With its practical focus and message of hope, rewilding really does resonate with younger generations. As the efforts of Rewilding Europe and other European-based rewilding initiatives have shown, rewilding can deliver positive, tranformative results. With its emphasis on wild nature and people, it is both inclusive and inspirational.

Young Europeans want (and need) a continent where they can connect with wild nature – where they can can see wildlife, enjoy nature and go biking, hiking and walking, where they can escape the pressures of urban life. Rewilding has already shown that it can help to make this kind of continent a reality.



Can you tell us about a conservation-related story from your own country  that you find particularly inspirational?

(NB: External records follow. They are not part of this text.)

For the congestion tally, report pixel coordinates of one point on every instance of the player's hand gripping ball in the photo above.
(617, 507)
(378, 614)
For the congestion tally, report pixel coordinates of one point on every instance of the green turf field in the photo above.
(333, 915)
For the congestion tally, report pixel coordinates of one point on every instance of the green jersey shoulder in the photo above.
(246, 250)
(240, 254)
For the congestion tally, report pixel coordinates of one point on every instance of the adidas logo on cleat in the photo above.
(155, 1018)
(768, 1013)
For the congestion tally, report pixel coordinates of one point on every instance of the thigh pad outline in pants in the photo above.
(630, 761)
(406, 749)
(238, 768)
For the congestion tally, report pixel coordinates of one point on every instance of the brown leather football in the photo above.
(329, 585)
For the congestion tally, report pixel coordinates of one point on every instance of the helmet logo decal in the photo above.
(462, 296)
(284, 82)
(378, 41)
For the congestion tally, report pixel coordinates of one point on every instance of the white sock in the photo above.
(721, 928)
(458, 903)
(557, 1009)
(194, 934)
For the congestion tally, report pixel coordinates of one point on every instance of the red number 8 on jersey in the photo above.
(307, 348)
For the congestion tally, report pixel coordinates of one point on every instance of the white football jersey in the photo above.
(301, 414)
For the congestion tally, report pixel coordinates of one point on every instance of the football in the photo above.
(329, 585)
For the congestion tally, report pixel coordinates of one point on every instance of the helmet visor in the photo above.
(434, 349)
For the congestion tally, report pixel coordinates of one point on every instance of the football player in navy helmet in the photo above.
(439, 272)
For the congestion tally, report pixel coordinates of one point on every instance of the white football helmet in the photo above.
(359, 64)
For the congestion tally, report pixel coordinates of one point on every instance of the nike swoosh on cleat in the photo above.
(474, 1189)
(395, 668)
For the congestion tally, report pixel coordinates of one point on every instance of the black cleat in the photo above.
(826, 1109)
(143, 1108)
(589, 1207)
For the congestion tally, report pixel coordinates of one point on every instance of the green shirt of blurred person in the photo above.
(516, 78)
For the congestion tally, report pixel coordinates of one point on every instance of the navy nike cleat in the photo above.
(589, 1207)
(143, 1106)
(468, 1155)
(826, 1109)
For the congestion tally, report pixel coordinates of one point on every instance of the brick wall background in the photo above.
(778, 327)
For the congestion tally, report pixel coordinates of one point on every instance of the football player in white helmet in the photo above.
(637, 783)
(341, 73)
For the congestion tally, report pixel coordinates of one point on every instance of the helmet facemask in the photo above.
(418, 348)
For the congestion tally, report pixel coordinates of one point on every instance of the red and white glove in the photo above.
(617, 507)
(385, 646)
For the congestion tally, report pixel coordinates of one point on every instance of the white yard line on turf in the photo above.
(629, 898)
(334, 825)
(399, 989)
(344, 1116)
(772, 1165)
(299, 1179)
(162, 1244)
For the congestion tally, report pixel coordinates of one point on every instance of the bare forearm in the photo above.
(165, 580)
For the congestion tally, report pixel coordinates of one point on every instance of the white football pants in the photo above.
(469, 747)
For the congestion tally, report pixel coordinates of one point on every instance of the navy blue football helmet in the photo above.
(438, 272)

The rewilding efforts in the Rhodope Mountains of my own country make me immensely proud. To see griffon vultures making a comeback here as part of restoring a unique food chain – after they nearly disappeared from Bulgaria altogether – just shows what rewilding can achieve if given the opportunity.

The Bulgarian economy is still developing, and we have endured some difficult economic times in the past. Yet we have still managed to preserve a lot of our forests, many as relatively pristine habitat. This is a positive story that other European countries could learn from and be inspired by.

One of Rewilding Europe’s aims is to reconnect people with wild nature. Do you need wild nature in your life, and if so, what does it give you?

Everyone needs wild nature in their life. When nature is missing some people try to replace it with other things, by working, by keeping busy in their urban lives. But such things can’t satisfy this basic need.

I need to experience wild nature at least once a week. It calms me and makes me feel both humbled and grounded. Being based in Scotland I’m lucky enough to have places such as the Cairngorms National Park and Glen Tanar National Nature Reserve a short journey away. I also have the beautiful botanical gardens at Aberdeen University even closer to hand.        

What’s your favourite animal, and why?

That’s a tough question to ask a nature lover! Pilot whales, because I’ve been lucky enough to encounter them – they’re so friendly and intelligent. I love birds, especially kingfishers and puffins, and of course the griffon vultures that are making a comeback in my own country. I’m sure that being involved with Rewilding Europe will allow me to experience many more of Europe’s amazing wildlife species!